The report says that arguments in favour of keeping the rules, such as access in rural and remote areas, the maintenance of ethical and professional standards, the need to avoid oversupply of pharmacies in some areas, and preventing the exercise of market power are “not compelling and have been widely and repeatedly refuted”.

“Proponents of retaining the location and ownership restrictions often point to the good outcomes for consumer safety and access that have been achieved,” the paper says.

“However, there is no clear link between the location and ownership restrictions and the attainment of these outcomes.

“And given the other policy measures in place for safety and access purposes (including registration requirements for pharmacies and more direct measures to improve access in rural areas), the restrictions are unlikely to play a significant role.

“They are a poorly targeted and costly way of pursuing safety and access objectives, and have come at a significant cost to the community.”

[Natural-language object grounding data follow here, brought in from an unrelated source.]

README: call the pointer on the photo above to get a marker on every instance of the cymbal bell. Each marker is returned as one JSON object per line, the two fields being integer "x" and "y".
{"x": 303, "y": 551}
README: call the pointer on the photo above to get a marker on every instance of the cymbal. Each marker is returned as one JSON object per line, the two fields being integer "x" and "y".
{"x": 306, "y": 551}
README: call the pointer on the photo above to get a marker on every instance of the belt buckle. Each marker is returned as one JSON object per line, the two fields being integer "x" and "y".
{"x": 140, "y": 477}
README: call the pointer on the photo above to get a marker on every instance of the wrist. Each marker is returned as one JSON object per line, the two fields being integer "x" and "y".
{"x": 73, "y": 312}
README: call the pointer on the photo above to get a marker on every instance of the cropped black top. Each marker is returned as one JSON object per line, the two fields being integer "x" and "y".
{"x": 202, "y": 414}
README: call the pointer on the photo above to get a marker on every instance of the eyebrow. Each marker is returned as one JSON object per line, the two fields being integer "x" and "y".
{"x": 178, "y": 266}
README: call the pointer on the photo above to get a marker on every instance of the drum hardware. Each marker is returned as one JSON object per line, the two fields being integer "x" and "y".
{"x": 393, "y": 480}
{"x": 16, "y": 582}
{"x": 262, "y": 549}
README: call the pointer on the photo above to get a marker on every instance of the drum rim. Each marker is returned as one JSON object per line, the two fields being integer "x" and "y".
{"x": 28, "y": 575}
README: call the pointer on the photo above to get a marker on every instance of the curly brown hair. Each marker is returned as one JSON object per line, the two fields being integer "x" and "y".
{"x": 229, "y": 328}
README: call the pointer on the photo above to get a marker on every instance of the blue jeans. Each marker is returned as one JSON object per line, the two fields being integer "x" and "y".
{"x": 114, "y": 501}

Governments could encourage pharmacists to operate in underserved areas by providing direct subsidies, consumer safety depends on pharmacist conduct not business ownership, and there is no reason to treat pharmacy differently from other sectors of the economy, the paper says.

“All regulations should be reviewed over time to ensure they remain relevant, proportionate and cost effective,” it says.

“Pharmacy location and ownership regulations do not meet these tests — they limit competition, reduce consumer value and convenience, and are out of step with other areas of the health sector (such as general practice).

“Resistance by vested interests is not a sufficient reason to retain regulations that are not in the public interest.

“Governments will need to publicly build the case for reform and ensure that other policy arrangements are adequate to protect consumers (through the continuation of registration standards to protect safety, and subsidies to support access to pharmacy services in rural areas).”

Removing location and ownership restrictions does not mean removing all regulations on pharmacies, says the paper.

“In the long term, reform is inevitable.

“Consumers will increasingly question why they cannot purchase pharmaceuticals in the same way that people in other countries do — for example, in New Zealand, the United Kingdom and United States, consumers can buy prescription medicines in supermarkets (dispensed by a qualified pharmacist) or fill prescriptions online.

“Removing location and ownership restrictions now would give Australian pharmacists the opportunity and incentive to adjust to these developments.”

The paper follows the publication of the Harper Review into competition, which also called to deregulate pharmacy.